Жесткий график занимал нас от рассвета до заката. Каждый день мы тренировались в походных порядках и пели военные песни. После этого мы выдвигались по бетонной дороге, обесцвеченной солнцем и окруженной кипарисами, к пляжу.
По свистку нам разрешили идти (не бегать) по мелководью, оцепленному ярко-красными буями. Нам не разрешали плавать. Чтение считалось одиноким занятием, и, поскольку нам было поручено построить коллектив, книг не было.
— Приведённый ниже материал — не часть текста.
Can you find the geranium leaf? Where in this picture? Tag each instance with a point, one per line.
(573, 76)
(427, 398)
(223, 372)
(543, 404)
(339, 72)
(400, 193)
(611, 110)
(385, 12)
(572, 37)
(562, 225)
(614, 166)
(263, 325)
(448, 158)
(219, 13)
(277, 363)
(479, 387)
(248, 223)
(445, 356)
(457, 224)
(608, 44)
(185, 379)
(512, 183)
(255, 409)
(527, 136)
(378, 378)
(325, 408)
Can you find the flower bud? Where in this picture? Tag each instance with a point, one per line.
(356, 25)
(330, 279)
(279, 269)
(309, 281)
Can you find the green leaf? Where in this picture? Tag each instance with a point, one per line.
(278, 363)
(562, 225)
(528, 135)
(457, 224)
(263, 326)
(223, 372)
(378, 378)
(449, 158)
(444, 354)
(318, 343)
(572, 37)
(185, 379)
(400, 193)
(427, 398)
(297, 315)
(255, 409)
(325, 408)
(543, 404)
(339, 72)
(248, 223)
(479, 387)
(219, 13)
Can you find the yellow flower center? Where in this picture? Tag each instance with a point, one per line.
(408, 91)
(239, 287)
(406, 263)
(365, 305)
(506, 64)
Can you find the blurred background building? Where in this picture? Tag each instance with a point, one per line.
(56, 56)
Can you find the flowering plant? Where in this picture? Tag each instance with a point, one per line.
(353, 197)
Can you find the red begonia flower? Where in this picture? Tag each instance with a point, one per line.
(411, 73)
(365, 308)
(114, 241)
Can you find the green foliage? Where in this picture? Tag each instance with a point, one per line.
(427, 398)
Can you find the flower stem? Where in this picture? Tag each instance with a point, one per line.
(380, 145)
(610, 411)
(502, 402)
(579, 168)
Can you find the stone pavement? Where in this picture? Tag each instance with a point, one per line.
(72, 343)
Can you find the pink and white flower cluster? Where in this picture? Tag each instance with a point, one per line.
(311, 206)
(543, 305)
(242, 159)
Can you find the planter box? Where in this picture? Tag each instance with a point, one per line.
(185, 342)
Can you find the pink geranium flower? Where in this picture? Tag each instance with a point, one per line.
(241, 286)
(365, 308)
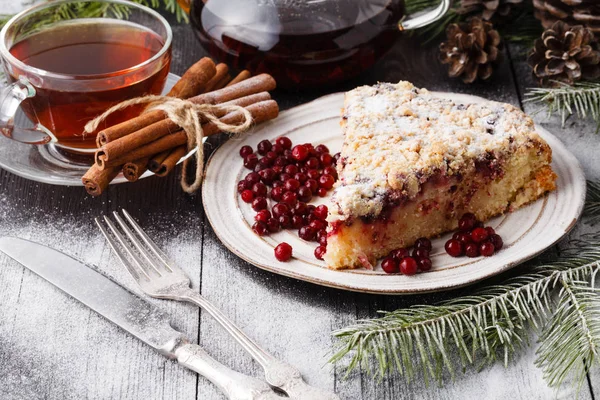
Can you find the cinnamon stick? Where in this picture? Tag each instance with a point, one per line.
(134, 169)
(120, 147)
(97, 179)
(171, 161)
(191, 83)
(156, 161)
(194, 80)
(262, 111)
(242, 76)
(256, 84)
(221, 72)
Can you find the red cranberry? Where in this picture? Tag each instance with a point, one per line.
(424, 264)
(326, 159)
(285, 221)
(252, 178)
(320, 252)
(283, 252)
(322, 237)
(291, 185)
(280, 209)
(300, 177)
(423, 243)
(245, 151)
(330, 171)
(326, 181)
(408, 266)
(281, 162)
(304, 194)
(297, 222)
(262, 216)
(313, 174)
(260, 228)
(291, 169)
(277, 193)
(243, 185)
(259, 203)
(277, 149)
(247, 196)
(300, 152)
(321, 149)
(321, 212)
(265, 162)
(454, 248)
(284, 142)
(390, 265)
(486, 249)
(259, 189)
(273, 225)
(399, 254)
(467, 222)
(263, 147)
(420, 253)
(306, 233)
(312, 163)
(472, 250)
(479, 235)
(317, 225)
(289, 197)
(312, 184)
(496, 241)
(300, 209)
(267, 176)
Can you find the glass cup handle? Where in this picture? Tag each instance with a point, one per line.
(409, 23)
(11, 98)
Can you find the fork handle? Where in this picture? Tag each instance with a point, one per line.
(277, 373)
(234, 385)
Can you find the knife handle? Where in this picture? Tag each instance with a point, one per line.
(234, 385)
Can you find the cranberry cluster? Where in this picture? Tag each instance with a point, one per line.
(400, 260)
(291, 177)
(473, 239)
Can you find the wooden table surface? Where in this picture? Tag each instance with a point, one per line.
(52, 347)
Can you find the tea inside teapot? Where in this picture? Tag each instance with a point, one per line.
(301, 43)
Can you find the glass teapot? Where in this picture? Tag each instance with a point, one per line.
(303, 43)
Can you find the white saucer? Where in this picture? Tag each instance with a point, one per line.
(45, 163)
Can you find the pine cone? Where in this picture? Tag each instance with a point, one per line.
(488, 10)
(471, 50)
(566, 54)
(573, 12)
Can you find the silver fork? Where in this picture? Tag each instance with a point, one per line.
(160, 278)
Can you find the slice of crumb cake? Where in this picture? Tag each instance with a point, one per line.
(412, 164)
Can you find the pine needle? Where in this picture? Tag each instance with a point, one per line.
(556, 298)
(581, 99)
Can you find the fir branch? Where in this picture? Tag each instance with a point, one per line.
(582, 99)
(493, 324)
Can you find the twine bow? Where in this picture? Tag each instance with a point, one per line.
(188, 116)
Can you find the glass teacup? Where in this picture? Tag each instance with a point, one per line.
(64, 73)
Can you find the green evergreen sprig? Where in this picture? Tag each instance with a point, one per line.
(557, 298)
(581, 99)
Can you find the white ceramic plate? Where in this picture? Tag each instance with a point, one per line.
(526, 232)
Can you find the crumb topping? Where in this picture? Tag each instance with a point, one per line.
(396, 137)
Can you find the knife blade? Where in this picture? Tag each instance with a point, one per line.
(136, 316)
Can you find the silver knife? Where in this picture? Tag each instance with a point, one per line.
(139, 318)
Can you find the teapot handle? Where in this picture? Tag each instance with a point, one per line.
(409, 23)
(10, 98)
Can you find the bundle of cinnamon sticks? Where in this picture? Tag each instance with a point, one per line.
(153, 142)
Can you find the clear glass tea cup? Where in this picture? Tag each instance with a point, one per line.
(65, 71)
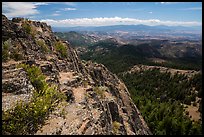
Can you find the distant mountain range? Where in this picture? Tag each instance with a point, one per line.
(128, 28)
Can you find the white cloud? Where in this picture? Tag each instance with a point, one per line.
(55, 14)
(193, 8)
(70, 3)
(40, 3)
(67, 9)
(103, 21)
(167, 3)
(22, 9)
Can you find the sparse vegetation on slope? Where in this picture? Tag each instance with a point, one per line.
(26, 118)
(159, 97)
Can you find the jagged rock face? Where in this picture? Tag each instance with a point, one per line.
(97, 101)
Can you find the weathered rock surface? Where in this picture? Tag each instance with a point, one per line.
(97, 103)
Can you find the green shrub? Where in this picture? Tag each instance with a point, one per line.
(100, 91)
(44, 48)
(61, 49)
(27, 27)
(16, 55)
(5, 50)
(26, 118)
(116, 126)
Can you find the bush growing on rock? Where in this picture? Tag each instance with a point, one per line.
(26, 118)
(5, 50)
(61, 49)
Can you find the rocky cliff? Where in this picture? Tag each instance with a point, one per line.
(96, 101)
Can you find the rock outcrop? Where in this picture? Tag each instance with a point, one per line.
(97, 101)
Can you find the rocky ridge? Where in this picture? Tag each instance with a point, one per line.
(99, 102)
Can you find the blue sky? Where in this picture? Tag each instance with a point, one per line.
(107, 13)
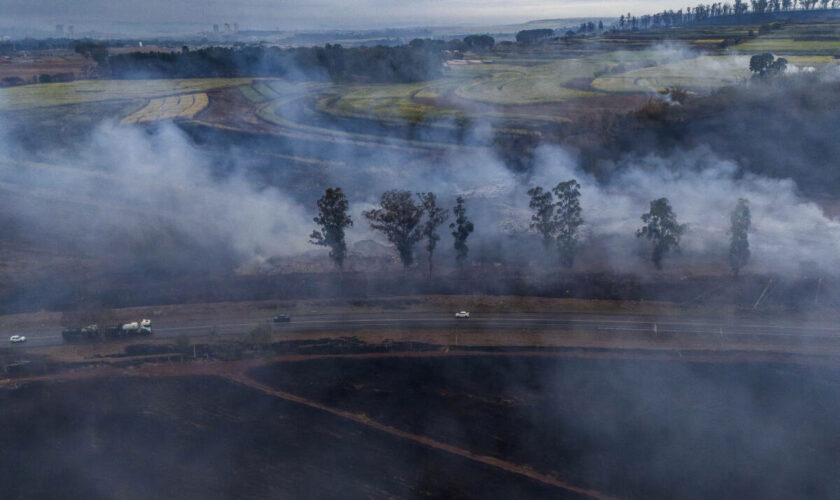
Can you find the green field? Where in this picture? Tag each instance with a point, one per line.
(701, 73)
(56, 94)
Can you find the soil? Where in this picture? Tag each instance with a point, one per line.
(205, 437)
(632, 429)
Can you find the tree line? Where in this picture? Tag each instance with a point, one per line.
(406, 219)
(704, 12)
(418, 61)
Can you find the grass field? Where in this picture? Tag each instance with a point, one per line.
(700, 73)
(168, 108)
(56, 94)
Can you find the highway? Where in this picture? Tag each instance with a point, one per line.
(489, 323)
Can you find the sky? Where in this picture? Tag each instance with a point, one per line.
(311, 14)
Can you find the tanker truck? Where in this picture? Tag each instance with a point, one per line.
(95, 332)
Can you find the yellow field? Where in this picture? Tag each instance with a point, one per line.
(704, 72)
(168, 108)
(56, 94)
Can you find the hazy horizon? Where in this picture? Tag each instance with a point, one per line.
(159, 15)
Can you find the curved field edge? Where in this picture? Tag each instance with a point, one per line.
(56, 94)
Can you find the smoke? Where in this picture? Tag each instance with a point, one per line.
(158, 197)
(134, 194)
(789, 233)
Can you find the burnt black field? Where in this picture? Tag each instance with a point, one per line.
(632, 429)
(207, 438)
(628, 428)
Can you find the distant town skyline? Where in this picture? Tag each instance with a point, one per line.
(308, 14)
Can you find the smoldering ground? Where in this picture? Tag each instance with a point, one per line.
(150, 196)
(158, 199)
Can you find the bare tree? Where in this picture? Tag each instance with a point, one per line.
(461, 230)
(662, 228)
(333, 220)
(739, 246)
(567, 219)
(398, 218)
(435, 216)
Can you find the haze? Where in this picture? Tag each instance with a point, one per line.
(303, 14)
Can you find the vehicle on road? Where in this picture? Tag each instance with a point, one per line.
(94, 332)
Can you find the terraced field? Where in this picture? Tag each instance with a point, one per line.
(56, 94)
(168, 108)
(700, 73)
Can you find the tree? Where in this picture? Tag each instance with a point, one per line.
(333, 220)
(765, 65)
(543, 220)
(567, 219)
(739, 246)
(435, 216)
(480, 42)
(398, 218)
(462, 228)
(662, 228)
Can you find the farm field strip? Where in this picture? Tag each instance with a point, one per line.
(271, 112)
(57, 94)
(717, 71)
(168, 108)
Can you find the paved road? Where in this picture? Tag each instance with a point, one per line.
(543, 323)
В письмах я умоляла маму забрать меня. В июле правительство объявило, что детей не пустят обратно в Киев до сентября, и некоторые родители приехали забрать своих детей. Я была среди тех, кто остался. Моя мама написала, что вытащить меня будет слишком дорого.
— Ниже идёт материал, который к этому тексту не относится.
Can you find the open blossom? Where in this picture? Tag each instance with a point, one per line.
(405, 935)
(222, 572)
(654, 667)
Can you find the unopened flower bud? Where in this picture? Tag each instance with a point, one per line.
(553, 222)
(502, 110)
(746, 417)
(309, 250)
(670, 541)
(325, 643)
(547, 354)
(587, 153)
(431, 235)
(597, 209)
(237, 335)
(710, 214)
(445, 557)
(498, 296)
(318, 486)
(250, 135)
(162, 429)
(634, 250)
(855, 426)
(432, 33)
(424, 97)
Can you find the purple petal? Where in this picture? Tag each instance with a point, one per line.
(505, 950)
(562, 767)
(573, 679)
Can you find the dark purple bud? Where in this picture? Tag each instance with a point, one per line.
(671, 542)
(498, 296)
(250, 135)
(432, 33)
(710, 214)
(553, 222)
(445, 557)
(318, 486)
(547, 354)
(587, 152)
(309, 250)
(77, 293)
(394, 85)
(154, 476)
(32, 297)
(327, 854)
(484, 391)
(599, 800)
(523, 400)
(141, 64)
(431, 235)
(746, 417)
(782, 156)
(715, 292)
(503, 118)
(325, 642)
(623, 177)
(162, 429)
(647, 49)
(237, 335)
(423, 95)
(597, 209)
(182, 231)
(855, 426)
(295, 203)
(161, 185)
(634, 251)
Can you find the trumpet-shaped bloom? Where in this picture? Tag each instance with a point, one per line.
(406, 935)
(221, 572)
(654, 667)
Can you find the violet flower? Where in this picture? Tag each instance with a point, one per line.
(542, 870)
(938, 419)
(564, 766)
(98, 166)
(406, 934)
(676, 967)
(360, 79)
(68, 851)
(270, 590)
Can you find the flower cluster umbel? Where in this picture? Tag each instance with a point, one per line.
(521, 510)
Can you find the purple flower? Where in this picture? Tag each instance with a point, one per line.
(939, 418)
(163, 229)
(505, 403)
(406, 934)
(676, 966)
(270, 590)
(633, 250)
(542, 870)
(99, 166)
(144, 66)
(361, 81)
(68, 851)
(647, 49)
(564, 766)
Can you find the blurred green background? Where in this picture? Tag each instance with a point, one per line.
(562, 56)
Я думала о том, чтобы сбежать из лагеря и вернуться в Киев. Но когда я попыталась убедить своих друзей присоединиться ко мне, они слабо улыбнулись и пожали плечами. Им понравилась идея приключения, но они беспокоились о деталях: где мы будем спать, где взять еду, и что, если милиция поймает нас.
«Они не три мушкетера», – подумала я с тревогой.
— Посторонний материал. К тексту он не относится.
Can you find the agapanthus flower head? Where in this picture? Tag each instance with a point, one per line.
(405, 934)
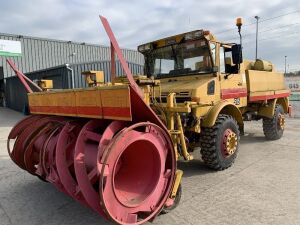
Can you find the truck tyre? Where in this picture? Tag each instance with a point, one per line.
(177, 199)
(219, 144)
(274, 127)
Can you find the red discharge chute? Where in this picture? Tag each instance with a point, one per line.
(122, 170)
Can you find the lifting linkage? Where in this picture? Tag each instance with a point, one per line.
(24, 79)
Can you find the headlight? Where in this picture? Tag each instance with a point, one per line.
(188, 36)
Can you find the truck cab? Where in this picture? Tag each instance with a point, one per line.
(204, 91)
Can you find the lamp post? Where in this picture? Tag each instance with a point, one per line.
(257, 18)
(285, 65)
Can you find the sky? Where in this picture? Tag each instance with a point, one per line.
(139, 21)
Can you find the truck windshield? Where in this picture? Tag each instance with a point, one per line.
(179, 59)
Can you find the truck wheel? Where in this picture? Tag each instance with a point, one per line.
(274, 127)
(177, 199)
(219, 144)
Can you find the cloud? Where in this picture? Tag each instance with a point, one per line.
(135, 22)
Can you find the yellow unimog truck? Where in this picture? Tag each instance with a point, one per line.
(204, 91)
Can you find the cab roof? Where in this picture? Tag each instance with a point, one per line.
(187, 36)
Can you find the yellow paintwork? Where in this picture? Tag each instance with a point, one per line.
(94, 78)
(90, 102)
(260, 81)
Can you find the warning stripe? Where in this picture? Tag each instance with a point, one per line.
(83, 111)
(233, 93)
(267, 97)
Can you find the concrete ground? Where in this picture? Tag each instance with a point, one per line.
(263, 187)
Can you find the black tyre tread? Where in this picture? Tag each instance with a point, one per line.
(208, 140)
(166, 210)
(270, 125)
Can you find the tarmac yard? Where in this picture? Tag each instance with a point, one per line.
(263, 187)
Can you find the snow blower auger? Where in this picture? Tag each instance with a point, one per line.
(103, 146)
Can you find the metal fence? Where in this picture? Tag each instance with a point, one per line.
(42, 53)
(16, 97)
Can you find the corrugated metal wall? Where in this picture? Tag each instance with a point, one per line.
(41, 53)
(16, 97)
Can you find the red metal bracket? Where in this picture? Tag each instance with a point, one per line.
(116, 49)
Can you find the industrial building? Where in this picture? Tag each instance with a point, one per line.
(61, 61)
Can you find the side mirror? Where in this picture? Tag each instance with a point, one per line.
(215, 69)
(237, 56)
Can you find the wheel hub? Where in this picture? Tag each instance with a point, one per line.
(230, 142)
(281, 121)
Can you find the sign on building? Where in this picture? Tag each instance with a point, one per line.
(10, 48)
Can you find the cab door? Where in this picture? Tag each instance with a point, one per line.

Мне не терпелось уйти. Я вся чесалась. Ночью я чесала голову, пока не почувствовала под ногтями теплую липкую кровь. Струпья покрыли кожу головы. Чешуйчатые пятна расползались между пальцами и в сгибах локтей.
Через несколько месяцев я узнала, что у меня развился дерматит – аутоиммунное заболевание, которое может быть вызвано стрессом. Это также было обычным эффектом радиационного воздействия. Но тогда, в лагере, я была уверена, что это рак.
Ну и ладно – подумала я тогда. В любом случае обо мне никто не заботился, ни мои родители, ни учителя. Правительство солгало о Чернобыле, сказав, что это безопасно. Весь май я играла на открытом воздухе, мокла под радиоактивным дождем, копалась в радиоактивной грязи, ела радиоактивную пищу.
Диагноз после долгих лет изнуряющей боли
Маша Гессен из Нью-Йорка раскритиковала образ советских чиновников в сериале «Чернобыль» как нереалистично гуманистический. Советские люди не стали бы подвергать сомнению официальную позицию партии, как это делает химик Валерий Легасов в сериале, спрашивая: «Неужели это действительно так?»
«Дело в том, – писала Гессен, – если бы он не знал, как это работает, у него никогда не было бы лаборатории».
Точно так же Ульяна Хомюк, которую сыграла Эмили Уотсон, была не похожа на советских ученых, которых она должна была представлять. Вместо этого ее стремление к истине и ее обращения к властям, как писала Гессен, «похоже, воплощают все возможные голливудские фантазии».
Действительно, в 1986 году я не видела ничего, кроме пустых взглядов и напряженных верхних губ взрослых, ответственных за это. Вот почему я так благодарна сериалу Чернобыль за каждое отклонение от советского сценария. Наконец, я наблюдала за реакциями, которые так хотела увидеть, когда мне было 10 лет.
Кто-то тогда должен был стучать по столу, таращиться на правительственную ложь, кричать на лицемеров. Поскольку никто этого не делал, мои собственные эмоции казались каким-то капризом. Поскольку никто так никогда не раскаялся, мои обиды казались необоснованными.
Наблюдение за сериалом было похоже на получение диагноза малозаметной на первый взгляд, но разрушительной болезни, которую тем, кто не страдает, трудно оценить или даже поверить в нее. Это было подтверждением, что всё реально.